That was probably the easy part. And it was definitely fast too, taking only 42 days for the US government to orchestrate yet another bailout, this time for the hot potato auto company known as Chrysler.
Daimler, I hardly knew you. Maybe the Italian will make a better soul mate.
Under the new plan, here’s how the ownership structure will look:
- 20% Fiat (could grow to 35%)
- 55% Union
- 25% US and Canadian governments
In addition, the federal government slipped Chrysler its presumably last allowance payment, in the form of $6.6 billion in exit financing.
We’ve seen this movie before — and we’ll see it again. Part 2, GM edition, is just around the corner, so consider this a warm-up act of sorts.
The expectation is that the new company will be able to emerge free from the burden of crippling labor costs and debt levels. Fiat should be able to provide expertise in fuel efficiency, having made small (and quirky, no?) European runabouts for decades.

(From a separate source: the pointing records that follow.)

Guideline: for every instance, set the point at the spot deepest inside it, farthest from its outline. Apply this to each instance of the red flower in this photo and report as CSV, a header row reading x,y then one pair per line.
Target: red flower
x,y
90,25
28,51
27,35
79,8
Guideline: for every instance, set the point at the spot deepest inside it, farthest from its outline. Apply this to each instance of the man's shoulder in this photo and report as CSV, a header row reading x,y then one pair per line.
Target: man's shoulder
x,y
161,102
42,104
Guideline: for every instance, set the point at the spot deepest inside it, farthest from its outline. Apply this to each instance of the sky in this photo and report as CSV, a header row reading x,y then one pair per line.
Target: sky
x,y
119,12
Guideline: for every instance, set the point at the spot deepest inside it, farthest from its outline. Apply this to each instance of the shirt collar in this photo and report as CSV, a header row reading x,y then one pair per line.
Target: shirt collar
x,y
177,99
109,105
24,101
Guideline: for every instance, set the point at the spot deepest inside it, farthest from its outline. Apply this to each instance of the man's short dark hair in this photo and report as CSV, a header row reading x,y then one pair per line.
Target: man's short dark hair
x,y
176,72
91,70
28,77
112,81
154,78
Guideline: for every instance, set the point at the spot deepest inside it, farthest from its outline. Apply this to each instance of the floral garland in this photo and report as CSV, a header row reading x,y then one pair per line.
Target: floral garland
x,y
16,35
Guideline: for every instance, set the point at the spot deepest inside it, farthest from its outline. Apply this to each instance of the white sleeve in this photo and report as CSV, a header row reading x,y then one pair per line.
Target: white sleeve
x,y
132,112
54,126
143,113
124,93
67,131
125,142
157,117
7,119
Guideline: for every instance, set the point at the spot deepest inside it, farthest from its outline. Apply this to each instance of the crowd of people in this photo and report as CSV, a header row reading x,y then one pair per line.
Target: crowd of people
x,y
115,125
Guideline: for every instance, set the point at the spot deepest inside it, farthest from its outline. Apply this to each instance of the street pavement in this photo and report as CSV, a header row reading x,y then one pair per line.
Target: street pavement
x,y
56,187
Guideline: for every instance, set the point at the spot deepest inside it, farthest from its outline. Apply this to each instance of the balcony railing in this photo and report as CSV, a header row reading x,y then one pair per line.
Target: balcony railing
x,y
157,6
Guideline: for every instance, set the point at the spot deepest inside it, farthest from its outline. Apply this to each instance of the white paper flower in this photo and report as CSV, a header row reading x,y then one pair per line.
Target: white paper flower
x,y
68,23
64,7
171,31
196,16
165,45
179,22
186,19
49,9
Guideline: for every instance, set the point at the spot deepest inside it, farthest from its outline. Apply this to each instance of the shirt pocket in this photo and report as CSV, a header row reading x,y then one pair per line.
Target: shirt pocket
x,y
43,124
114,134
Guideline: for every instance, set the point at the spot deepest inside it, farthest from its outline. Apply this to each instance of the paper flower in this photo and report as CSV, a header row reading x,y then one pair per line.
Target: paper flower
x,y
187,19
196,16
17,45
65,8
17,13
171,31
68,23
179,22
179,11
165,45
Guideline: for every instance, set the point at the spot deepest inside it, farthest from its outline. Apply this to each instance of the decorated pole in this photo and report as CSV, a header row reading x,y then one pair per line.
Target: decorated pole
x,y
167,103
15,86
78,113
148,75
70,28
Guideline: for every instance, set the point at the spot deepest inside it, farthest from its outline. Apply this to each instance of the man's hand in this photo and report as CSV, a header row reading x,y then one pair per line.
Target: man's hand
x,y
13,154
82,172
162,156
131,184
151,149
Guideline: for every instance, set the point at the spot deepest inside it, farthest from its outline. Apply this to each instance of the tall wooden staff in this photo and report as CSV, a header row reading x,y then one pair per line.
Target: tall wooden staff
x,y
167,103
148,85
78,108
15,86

But now with this latest (non-11) chapter almost behind them, Chrysler must now actually think about selling cars. The past numbers tell a sad story indeed: 10% market share in the US (behind GM, Toyota, Ford and Honda), sales down 46.3%. Then there are the hard luck dealers. Hundreds will be shuttered with inventory re-allocated. Being a Chrysler dealer was an exercise in patience, blind love, and ultimately, misery, followed possibly by financial ruin.
How will the new Chrysler compete?
Like GM, product line simplification is in order. Why is that BMW, Mercedes, Honda, Toyota and other successful auto companies can operate with simple, mostly unified brands? Chrysler has Jeep, Dodge, and, of course, Chrysler. I realize that Honda (Acura) and Toyota (Lexus) have created premium brands to sell at the higher end markets, but they took decades to build them, sticking unwaveringly to the original plan.
Fuel efficiency is also key — or so you would think. With $3-4 per gallon gasoline, why not ship the Fiat 500 over here pronto and create some excitement with a new product? I already partially know why this too may not work.
How would middle America respond when they walk into their local Chrysler dealer and see some silky Italian econo-box, “Buongiorno!”. I’m not so sure the heartland is ready to trade Chargers and minivans for sex and whimsy.